The World Health Organization’s suspension of trials due to safety concerns follows endorsements by leaders including US President Donald Trump.
The World Health Organization (WHO) has temporarily suspended human clinical trials of a widely touted drug being used to treat coronavirus infection after safety concerns emerged.
Hydroxychloroquine is an anti-malaria medication being used across the world to treat Covid-19 patients with little confirmed knowledge about its effectiveness in clinical cases.
According to Nikkei, India had sent consignments of the drug to 25 African states last week. The continent has a long history of battling malaria, a disease Hydroxychloroquine is also used to treat.
"A lot of good things have come out about the (Hydroxychloroquine). You'd be surprised at how many people are taking it, especially the frontline workers," Trump said in April.
"I happen to be taking it. I'm taking it, hydroxychloroquine. Right now,” he added, but confirming later in May that he was no longer taking the medicine.
The WHO move comes just days after a Lancet study found that hydroxychloroquine may actually cause harm to patients.

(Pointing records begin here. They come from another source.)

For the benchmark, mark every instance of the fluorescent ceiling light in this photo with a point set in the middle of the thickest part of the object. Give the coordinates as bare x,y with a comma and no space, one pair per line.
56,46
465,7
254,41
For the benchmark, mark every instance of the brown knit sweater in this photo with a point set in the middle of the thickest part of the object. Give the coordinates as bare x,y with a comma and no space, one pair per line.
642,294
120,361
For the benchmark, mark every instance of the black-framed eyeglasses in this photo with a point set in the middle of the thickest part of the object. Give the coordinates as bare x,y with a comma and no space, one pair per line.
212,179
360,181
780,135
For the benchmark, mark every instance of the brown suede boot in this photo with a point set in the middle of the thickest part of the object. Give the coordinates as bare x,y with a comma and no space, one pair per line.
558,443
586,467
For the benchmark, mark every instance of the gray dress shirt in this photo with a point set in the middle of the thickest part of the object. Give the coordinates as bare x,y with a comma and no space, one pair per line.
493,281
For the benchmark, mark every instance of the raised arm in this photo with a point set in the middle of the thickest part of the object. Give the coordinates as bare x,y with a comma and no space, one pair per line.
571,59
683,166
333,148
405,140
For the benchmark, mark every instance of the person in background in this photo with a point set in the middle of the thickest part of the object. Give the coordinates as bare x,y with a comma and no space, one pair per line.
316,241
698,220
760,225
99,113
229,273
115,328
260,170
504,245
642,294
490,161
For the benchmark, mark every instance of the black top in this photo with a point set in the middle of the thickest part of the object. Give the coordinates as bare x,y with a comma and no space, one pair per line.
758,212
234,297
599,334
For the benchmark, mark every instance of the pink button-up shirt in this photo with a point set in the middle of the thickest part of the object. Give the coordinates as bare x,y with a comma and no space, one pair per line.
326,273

Speaking to the Indian Express, Professor Frank Ruschitzka, an author of the study, said: “This is the largest observational study done so far. Clearly the use of the drug for treating Covid-19 patients shows harm, and I am very concerned. It is reasonably safe to treat malaria. But there is no benefit of this drug for Covid patients.”
Risks to heart
The WHO said it was also carrying out its own studies on the effectiveness of the drug in treating Covid-19, as well as its safety implications.
Four drugs are being tested by the organisation as part of its “Solidarity Trial”.

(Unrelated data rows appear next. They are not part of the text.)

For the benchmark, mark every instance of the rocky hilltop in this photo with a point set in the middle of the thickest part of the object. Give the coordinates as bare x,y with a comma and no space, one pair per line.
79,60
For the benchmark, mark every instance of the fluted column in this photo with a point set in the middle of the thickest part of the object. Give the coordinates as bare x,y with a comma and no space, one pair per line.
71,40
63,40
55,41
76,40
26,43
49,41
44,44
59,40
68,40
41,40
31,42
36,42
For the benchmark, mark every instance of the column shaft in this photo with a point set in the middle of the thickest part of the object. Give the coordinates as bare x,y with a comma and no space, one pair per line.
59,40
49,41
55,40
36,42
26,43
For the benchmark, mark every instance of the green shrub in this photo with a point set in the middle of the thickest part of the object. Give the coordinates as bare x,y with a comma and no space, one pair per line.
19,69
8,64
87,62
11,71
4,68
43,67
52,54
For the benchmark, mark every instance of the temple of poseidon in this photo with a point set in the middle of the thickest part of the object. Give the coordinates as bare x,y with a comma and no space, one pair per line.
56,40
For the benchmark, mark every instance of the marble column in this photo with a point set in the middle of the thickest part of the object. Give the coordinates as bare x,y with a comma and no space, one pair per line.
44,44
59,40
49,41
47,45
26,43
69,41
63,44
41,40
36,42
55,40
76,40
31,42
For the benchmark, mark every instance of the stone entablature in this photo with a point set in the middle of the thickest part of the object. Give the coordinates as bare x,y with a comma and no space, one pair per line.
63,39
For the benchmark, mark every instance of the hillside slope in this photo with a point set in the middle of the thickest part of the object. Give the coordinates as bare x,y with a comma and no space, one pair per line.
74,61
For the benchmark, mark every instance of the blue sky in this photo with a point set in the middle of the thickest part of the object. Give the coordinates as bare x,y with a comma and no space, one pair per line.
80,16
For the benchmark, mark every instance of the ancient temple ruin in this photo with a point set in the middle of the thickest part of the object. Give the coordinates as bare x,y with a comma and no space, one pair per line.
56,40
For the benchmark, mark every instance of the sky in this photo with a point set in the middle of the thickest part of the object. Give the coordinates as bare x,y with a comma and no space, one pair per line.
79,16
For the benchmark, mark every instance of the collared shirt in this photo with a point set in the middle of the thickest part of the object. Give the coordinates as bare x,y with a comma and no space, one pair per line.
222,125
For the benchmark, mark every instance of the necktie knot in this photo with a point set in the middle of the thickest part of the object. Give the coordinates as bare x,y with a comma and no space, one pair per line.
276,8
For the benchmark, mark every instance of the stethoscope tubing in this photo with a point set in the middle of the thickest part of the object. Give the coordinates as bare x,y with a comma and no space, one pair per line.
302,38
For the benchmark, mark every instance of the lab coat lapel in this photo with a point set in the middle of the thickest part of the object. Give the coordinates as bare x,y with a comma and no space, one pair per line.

Nearly 3,500 patients across 35 countries are enrolled in 17 countries as part of the programme, the WHO said, while the Lancet study included 96,000 patients suffering from the infection.

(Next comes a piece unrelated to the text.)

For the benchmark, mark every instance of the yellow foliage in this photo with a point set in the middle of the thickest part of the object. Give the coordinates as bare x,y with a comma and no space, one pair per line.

Risks associated with hydroxychloroquine, included abnormal heartbeats, which could lead to heart attacks according to the Lancet.
WHO Director-General Tedros Adhanom Ghebreyesus insisted the drug was still effective with regard to malaria sufferers and those with auto-immune disorders, but warned that the Lancet report found higher mortality rates among patients receiving Hydroxychloroquine.
Trump’s endorsement of the drug was seen as controversial at the time and criticised by US media outlets.
Shortly after his first endorsement in March, a man died after trying to self-medicate against the coronavirus using chloroquine, a related drug.